This meme was inspired by the response to a meme I posted on r/worldjerking
This meme was inspired by the response to a meme I posted on r/worldjerking
cross-posted from: https://slrpnk.net/post/10351845
This is the post: https://www.reddit.com/r/worldjerking/comments/1d92dkp/rate_the_political_factions_in_my_totally/
Most people know about the end states. How you get there is way more important. Gotta get to communism without becoming a dictatorial hell scape like ussr or China.
The two main avenues are slow change through existing means and violent revolution. The latter all but guarantees an autocratic takeover if the revolutionaries don't already have a new government ready to go. Which is not something I've ever seen even touched in when people talk revolution.
Look at Project 2025. That's a fascist takeover plot that has a plan for future government. No one really takes it seriously, unfortunately since it could happen. so even fewer will take other plans seriously.
Life and Terror in Stalin's Russia is a great book that goes into this, a lot of the terror during that period was not Stalin personally going around and shooting every peasant who had more than 5 rubles to his name (during the rare moments he wasn't personally eating everyone's grain). Rather it was the people using the new system to settle old scores or for personal advancement.
The book doesn't cover the period between 1917 and 1923, or the Hundred Flowers Campaign in China, but you can see similar sentiment in transcripts and letters when Lenin, Mao, et al look at how many people had gotten into the party entirely for the purpose of abusing their positions for personal gain.
At a very general level, we can infer any socialist country is more democratic after the revolution based on the fact that the government pursues the interests of the people more than it did before the revolution.
In Cuba for instance, their last constitutional referendum had a 90% approval rating. Do you think that happened by chance, or that you are simply unaware of/trained not to recognize how the people determine the actions of the state?
How was that allowed to happen? Did they build a system of oppression that was ripe for takeover by petty tyrants, some of whom became actual, fully fledged tyrants, whilst simultaneously shutting down the mechanisms by which workers could have power over their own lives?
This isn't about whether Stalin personally gets into heaven, plus the absurd strawman that people think he did anything personally shows a complete lack of systemic thinking, which was ironically one of Marx's great contributions to political thought. It is about whether the systems we build are liberatory or oppressive.
The State is Counterrevolutionary
this is why i like syndicalism, it's sort of a hybrid of the two resulting in a fairly fast soft and nonviolent revolution if enough people join in.
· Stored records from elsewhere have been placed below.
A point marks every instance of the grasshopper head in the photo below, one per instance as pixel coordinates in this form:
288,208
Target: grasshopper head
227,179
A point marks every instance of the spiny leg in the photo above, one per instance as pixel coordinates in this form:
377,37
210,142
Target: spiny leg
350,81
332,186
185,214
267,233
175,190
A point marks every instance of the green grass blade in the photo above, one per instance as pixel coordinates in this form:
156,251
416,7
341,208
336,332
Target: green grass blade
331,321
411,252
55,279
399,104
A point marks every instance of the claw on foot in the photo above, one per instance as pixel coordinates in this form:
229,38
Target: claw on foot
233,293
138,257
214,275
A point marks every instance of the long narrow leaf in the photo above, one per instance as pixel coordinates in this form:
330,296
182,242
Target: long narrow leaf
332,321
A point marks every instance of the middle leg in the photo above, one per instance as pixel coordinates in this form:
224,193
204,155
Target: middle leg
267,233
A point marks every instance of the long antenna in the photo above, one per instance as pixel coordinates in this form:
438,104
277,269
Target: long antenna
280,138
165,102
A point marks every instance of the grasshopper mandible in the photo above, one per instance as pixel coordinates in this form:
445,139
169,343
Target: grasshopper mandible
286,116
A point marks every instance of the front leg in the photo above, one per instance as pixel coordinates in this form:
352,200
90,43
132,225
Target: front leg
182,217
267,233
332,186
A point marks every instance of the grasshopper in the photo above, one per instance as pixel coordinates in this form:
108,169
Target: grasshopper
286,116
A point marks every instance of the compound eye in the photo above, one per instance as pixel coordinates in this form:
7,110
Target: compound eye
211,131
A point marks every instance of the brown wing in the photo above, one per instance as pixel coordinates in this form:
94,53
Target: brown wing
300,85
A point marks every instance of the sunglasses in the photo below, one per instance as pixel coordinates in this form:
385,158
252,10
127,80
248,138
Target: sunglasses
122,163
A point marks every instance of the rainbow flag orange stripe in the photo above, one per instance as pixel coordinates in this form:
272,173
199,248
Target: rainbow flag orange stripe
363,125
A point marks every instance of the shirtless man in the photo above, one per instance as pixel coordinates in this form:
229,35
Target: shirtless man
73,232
unionize, have the unions take over the businesses, stop running things for profit, bish bash bosh socialist state.
That's brilliant. I'm going to save this.
prefigurative politics!
The expectation that revolutionaries aiming for a future without hierarchy, states, or class should have a plan for exactly those ready to go is how you actually get the autocratic takeover - because you're maintaining the existing systems of power for the sake of taking comfort in the familiar (or worse - as a deliberate ploy by those presenting themselves as "in charge" to grab power).
The whole point of a revolution, from an an-com point of view anyway, is to start building something new from the bottom up, horizontally, abolishing hierarchy and power structures, not just replace the existing ones with our own.
The fact that people can't even begin to imagine a different way of living, even though our existence under kings and masters has only been a blink in human existence and civilisation, just goes to show how well the indoctrination works, but better is possible once you start unlearning constructs you've come to accept as facts.